" “Più restate a casa, prima ci abbracciamo” (The longer you stay at home, the sooner we hug). — banner hanging in Turin, Italy, on the sixth day of the country’s COVID-19 lockdown "
The cashiers told me that when the Rockland Hannaford opened at 7 a.m. on Sunday, 50 people had been waiting to get in the door. By 11 a.m., the toilet paper was sold out. That night, when hermits like me step out to do our grazing, there was no bread in the bread aisle, no cat litter in the cat aisle, no Purell, no aloe vera gel, no isopropyl alcohol. But there were many more shoppers than usual. It felt like real life, but strange — more like a dream, with a dazed fragility in the air.

A young father was wearing a blue facemask; his little child also wore one. They had paused by the depleted bottled water aisle. “This is so weird, right?” The father was scared. He was having chills and sniffles. He was worried he might have the novel coronavirus disease, COVID-19; he was especially worried that his loved ones could get it. I offered that he likely didn’t have it because he hadn’t had a fever, and about 90 percent of people with COVID-19 get a fever. But I also suggested, just in case, that he call to get it checked out. I felt the weakness of our entire health care system, how so much of it is for profit, the wafer-thin contingency on which most people in this country live. In other countries they are testing people by the thousands, and yet I knew, in this, the richest country on earth, the doctors would likely not test him, even as desperately scared as he was.

Each day now, something enormous changes: the schools close, the infection and death rates rise, large gatherings are banned, and in other states and countries, restaurants, bars, movie theaters and cafes are being closed. It’s scary to feel like things are so out of our control. But in this frightening and unusual space, there’s also room for connecting with strangers. “What are you doing to manage?” “What might you need to feel safe?”

The father said it would help him feel safer to feel we were getting through this as a community, and that he hopes we won’t lose anyone.

Another man at Hannaford told me, “What’s most popular now is toilet paper, beer, eggs … and ammo.” “Really?” Earlier that day, his daughter had brought eggs to Hospitality House. I think we should assume that as a community, and world, we’re going to end up more in the giving-eggs-away scenario than the apocalyptic ammo scenario. We may not, at the moment, have plentiful toilet paper access on a daily basis, but grocery stores and pharmacies have remained open even in the countries most affected by COVID-19.

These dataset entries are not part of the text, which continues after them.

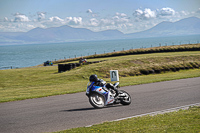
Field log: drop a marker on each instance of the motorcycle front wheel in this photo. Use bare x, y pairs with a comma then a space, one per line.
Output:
126, 100
96, 100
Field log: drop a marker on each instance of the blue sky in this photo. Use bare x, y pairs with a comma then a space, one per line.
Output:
127, 16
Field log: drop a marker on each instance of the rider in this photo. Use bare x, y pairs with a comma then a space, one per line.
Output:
101, 82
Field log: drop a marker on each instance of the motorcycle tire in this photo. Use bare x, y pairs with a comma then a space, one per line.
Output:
125, 100
97, 100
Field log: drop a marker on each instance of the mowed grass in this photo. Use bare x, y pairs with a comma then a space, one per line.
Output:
182, 121
35, 82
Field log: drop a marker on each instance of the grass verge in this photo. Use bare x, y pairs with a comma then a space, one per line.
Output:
182, 121
26, 83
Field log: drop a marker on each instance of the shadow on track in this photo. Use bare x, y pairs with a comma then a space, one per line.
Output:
86, 109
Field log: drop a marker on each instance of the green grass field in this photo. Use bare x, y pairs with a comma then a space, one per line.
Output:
182, 121
35, 82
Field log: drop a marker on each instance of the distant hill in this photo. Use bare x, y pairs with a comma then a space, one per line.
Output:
187, 26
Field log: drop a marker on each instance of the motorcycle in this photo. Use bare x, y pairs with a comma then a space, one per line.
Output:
102, 96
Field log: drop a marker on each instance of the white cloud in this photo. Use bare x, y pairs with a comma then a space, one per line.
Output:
6, 19
20, 18
56, 19
89, 11
166, 12
141, 19
74, 20
146, 14
41, 16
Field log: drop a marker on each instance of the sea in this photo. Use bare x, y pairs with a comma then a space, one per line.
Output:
28, 55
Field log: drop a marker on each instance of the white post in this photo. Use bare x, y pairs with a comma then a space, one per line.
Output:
114, 76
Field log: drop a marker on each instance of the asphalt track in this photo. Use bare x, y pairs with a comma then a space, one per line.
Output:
62, 112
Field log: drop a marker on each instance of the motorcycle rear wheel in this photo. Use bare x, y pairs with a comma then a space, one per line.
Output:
127, 99
96, 100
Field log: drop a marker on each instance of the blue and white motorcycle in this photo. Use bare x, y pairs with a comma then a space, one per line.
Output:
101, 96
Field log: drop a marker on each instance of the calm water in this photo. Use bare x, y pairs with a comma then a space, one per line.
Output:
35, 54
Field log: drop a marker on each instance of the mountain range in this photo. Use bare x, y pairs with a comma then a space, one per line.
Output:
187, 26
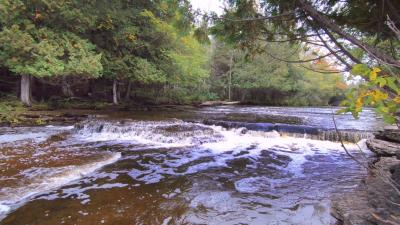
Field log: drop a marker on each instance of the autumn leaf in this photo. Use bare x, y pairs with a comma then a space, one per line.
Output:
374, 73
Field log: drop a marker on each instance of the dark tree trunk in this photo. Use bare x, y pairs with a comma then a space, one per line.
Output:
115, 92
66, 88
26, 96
128, 91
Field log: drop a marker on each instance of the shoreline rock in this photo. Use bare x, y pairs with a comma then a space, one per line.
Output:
375, 200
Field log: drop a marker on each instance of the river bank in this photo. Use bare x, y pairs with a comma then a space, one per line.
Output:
376, 199
181, 165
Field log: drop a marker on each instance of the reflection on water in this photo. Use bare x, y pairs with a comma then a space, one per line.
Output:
169, 172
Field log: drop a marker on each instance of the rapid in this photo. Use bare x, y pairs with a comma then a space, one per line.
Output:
215, 165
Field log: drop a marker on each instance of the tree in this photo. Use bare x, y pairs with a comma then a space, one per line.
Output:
346, 30
30, 48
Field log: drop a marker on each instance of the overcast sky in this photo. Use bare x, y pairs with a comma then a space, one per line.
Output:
208, 5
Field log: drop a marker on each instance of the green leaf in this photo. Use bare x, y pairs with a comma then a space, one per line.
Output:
361, 69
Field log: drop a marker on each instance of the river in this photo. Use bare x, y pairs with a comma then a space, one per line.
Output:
215, 165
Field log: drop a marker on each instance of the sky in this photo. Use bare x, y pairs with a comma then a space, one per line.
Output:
208, 5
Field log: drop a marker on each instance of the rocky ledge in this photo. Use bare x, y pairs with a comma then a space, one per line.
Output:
376, 200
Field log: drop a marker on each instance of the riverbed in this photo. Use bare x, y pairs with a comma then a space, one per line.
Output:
171, 167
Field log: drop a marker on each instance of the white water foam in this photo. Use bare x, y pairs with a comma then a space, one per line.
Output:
14, 197
37, 136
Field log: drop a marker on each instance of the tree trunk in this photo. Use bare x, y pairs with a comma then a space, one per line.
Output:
325, 22
66, 88
26, 98
128, 91
230, 76
115, 90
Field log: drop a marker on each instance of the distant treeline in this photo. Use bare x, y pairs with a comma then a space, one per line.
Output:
150, 52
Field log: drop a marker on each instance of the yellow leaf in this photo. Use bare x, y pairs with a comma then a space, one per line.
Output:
374, 73
359, 104
397, 99
379, 96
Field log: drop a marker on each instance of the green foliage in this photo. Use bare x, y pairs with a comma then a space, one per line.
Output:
379, 90
10, 111
262, 79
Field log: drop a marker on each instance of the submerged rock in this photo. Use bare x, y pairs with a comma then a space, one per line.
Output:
389, 135
374, 200
383, 148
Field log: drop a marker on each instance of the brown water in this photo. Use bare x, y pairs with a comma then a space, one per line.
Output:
168, 171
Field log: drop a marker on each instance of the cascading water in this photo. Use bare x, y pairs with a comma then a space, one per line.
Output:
172, 172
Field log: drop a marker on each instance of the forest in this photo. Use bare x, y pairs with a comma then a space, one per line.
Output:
158, 112
70, 52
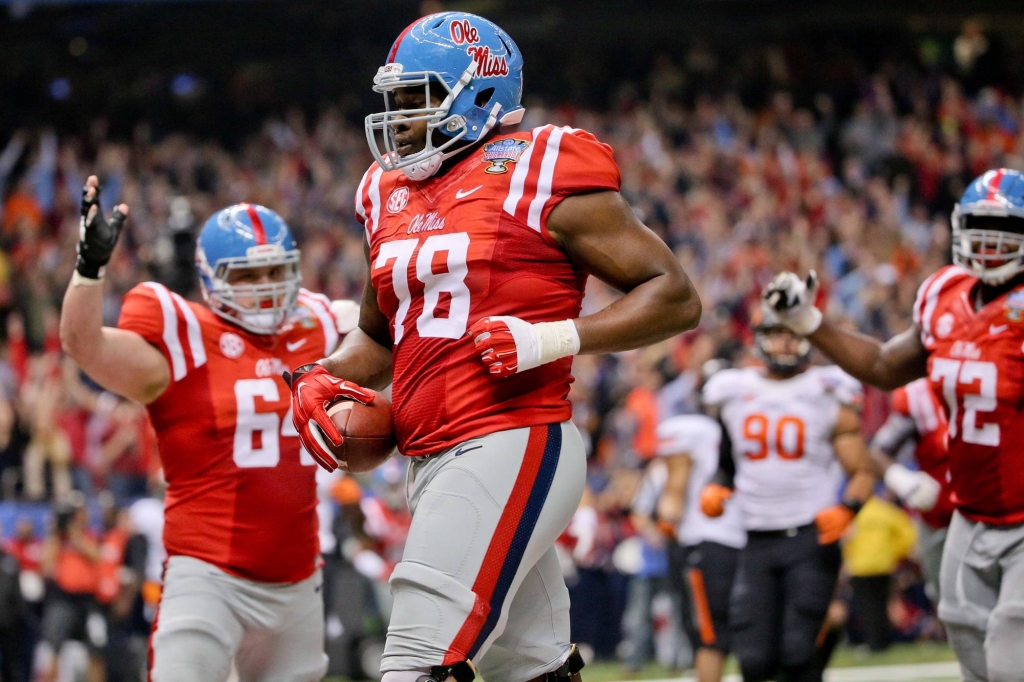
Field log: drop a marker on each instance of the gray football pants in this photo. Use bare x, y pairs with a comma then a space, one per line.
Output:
479, 578
982, 602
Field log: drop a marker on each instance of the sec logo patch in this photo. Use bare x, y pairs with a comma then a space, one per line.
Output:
397, 201
231, 345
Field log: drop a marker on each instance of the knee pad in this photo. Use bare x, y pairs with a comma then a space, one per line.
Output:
464, 671
188, 654
1004, 655
573, 664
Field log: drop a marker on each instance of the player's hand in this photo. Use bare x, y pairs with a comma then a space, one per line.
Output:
793, 300
509, 345
915, 488
96, 237
832, 522
313, 389
713, 500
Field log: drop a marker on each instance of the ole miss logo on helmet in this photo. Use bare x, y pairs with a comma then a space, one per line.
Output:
486, 64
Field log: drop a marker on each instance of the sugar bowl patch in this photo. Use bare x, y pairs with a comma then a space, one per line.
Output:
503, 152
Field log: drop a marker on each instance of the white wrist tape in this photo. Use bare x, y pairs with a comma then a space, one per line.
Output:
900, 480
79, 281
540, 343
557, 340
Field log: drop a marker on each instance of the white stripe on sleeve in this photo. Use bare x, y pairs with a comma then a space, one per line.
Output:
171, 339
375, 200
547, 176
321, 305
195, 333
360, 208
932, 300
518, 180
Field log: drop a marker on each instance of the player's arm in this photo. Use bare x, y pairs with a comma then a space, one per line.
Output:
886, 366
365, 355
673, 500
718, 492
363, 359
851, 451
118, 359
600, 235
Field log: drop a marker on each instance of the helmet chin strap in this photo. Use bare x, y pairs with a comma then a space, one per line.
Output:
422, 170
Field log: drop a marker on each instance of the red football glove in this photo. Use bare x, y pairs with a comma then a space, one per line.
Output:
713, 500
313, 388
497, 346
832, 522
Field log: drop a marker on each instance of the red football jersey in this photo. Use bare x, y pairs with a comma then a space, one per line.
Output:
976, 365
918, 401
241, 491
467, 245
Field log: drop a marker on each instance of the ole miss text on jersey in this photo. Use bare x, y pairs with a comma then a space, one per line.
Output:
241, 491
976, 365
473, 243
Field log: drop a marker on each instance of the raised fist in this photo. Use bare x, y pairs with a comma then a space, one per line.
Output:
793, 300
96, 237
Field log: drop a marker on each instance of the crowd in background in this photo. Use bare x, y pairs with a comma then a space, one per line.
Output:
738, 192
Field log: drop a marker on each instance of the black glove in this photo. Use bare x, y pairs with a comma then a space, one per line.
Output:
96, 237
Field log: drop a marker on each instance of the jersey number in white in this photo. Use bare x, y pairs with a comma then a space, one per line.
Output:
452, 282
951, 372
248, 423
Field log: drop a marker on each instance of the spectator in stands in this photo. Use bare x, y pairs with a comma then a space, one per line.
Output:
71, 564
13, 621
882, 536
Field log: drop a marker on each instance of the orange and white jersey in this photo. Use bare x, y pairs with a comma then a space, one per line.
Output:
469, 244
241, 491
781, 433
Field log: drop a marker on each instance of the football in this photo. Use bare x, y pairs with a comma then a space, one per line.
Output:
369, 433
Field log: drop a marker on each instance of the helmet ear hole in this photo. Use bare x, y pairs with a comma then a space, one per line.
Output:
483, 96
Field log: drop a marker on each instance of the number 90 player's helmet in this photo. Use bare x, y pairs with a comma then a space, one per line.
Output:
767, 324
988, 226
467, 61
241, 237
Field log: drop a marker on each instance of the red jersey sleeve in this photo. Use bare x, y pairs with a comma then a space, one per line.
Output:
900, 402
930, 305
574, 162
368, 198
167, 322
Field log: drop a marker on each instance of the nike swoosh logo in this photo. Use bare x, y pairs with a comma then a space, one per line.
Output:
463, 195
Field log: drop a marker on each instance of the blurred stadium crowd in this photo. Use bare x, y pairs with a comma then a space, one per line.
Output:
860, 189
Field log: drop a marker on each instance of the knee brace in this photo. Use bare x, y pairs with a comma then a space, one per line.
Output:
190, 655
464, 671
573, 664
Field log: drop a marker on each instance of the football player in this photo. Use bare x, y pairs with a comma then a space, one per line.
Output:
783, 429
479, 241
966, 338
918, 419
690, 445
242, 581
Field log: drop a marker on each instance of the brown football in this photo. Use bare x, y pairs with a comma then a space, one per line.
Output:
369, 433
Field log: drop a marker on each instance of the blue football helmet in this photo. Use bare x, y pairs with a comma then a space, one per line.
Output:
241, 237
988, 226
468, 59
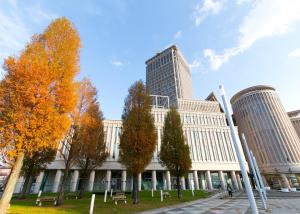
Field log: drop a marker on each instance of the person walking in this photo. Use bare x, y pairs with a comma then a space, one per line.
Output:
229, 189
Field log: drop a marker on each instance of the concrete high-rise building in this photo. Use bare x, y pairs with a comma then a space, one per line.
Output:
168, 74
295, 118
270, 134
214, 162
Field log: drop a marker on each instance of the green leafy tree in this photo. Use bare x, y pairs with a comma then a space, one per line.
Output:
138, 136
174, 153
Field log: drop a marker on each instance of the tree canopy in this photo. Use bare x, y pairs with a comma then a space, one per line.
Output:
37, 95
138, 136
174, 153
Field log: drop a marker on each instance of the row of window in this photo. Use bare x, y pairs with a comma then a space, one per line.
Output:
205, 145
195, 119
162, 60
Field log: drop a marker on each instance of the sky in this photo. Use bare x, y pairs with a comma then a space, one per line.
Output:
237, 43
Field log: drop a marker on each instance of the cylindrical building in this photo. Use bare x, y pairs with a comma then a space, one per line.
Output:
270, 134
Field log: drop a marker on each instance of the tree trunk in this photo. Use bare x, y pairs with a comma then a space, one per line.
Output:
178, 187
135, 189
85, 173
61, 195
83, 184
25, 185
29, 184
11, 183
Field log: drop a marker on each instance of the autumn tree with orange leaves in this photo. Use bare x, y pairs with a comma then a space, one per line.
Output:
92, 152
37, 95
138, 136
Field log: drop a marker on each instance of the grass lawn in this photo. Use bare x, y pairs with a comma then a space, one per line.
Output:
24, 206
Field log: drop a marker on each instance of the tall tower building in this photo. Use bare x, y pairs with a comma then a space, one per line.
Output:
168, 74
295, 119
270, 134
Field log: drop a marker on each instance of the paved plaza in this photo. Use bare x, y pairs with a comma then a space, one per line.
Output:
278, 203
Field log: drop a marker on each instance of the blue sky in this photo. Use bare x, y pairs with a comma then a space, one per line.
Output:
237, 43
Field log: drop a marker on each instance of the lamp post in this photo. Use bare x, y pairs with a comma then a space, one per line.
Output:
237, 146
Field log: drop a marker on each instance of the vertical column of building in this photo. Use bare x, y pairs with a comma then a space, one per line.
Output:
38, 182
57, 179
234, 181
91, 181
196, 181
108, 179
182, 182
154, 181
124, 180
140, 182
74, 180
168, 180
239, 181
222, 181
208, 180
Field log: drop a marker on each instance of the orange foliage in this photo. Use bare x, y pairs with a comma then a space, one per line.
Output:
38, 91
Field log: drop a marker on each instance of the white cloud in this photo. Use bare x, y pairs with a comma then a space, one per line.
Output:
207, 8
197, 66
178, 35
14, 31
116, 63
294, 54
239, 2
267, 18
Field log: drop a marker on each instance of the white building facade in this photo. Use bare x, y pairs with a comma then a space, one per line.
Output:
214, 162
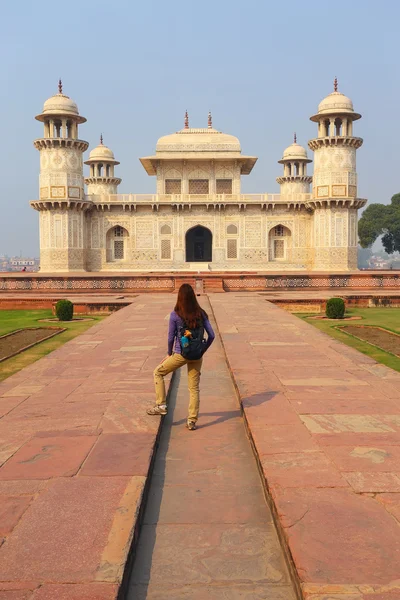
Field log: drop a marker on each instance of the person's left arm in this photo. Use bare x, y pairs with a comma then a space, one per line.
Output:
210, 334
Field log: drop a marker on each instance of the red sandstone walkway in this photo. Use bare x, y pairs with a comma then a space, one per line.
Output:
208, 532
75, 448
325, 421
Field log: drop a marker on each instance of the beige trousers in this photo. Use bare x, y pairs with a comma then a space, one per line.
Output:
173, 363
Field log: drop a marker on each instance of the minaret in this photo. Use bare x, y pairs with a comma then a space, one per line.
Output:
295, 179
101, 180
335, 200
62, 201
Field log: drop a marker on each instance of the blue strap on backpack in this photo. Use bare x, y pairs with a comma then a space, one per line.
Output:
192, 341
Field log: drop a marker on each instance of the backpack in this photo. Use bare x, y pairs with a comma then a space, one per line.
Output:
192, 341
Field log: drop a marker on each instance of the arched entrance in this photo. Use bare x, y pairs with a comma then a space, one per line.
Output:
199, 244
117, 238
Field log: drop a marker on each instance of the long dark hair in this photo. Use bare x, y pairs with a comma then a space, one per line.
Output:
188, 308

Still, it is all very scary with so many unknowns. Doctors in Italy are being forced to make horrific decisions: with so many people desperately ill, and not enough respirators to go around, they are deciding who gets to live, and who dies. In China, two young health workers were both critically ill with COVID-19. One fully recovered, and one who had seemed close to recovery, suddenly died.

As a country, we could be in much better shape to handle this if Susan Collins hadn’t demanded cutting $870 billion for pandemic flu preparations in the 2009 economic stimulus package. And Trump put us in danger by firing the entire U.S. pandemic response team in 2018 and never replacing them, by refusing to use COVID-19 testing kits from the World Health Organization, then making and distributing faulty testing kits, and gravely limiting access to testing.

I am worried. I am especially worried for those who will lose their jobs, those who are poor, elderly, un-housed and without health care. But I am hopeful too. Already, mutual aid support networks are popping up in response to COVID-19. On Facebook, there are at least two local groups for people to collaborate on meeting one another’s needs for childcare, rides, food delivery, toilet paper, fundraising for those who lose jobs, mental health support, etc: Maine Coronavirus Community Assistance and Midcoast Collective Care. Check them out. The Southern Maine Democratic Socialists of America also set up a mutual aid network (southernmainedsa.org/covid) and a list of demands for Maine state and local government to address during the pandemic, including a moratorium on all evictions and shut-offs; no cooperation with ICE; 14 days paid sick leave; free COVID-19 testing; release of all pre-trial prisoners whose bail hasn’t been met; plans for housing the sick; transportation; accessible medical teams and more.

Please take care of yourselves; reach out, both to offer and to ask. Even as we aim to keep our “social distance,” know that true self-care means caring for the community as a whole.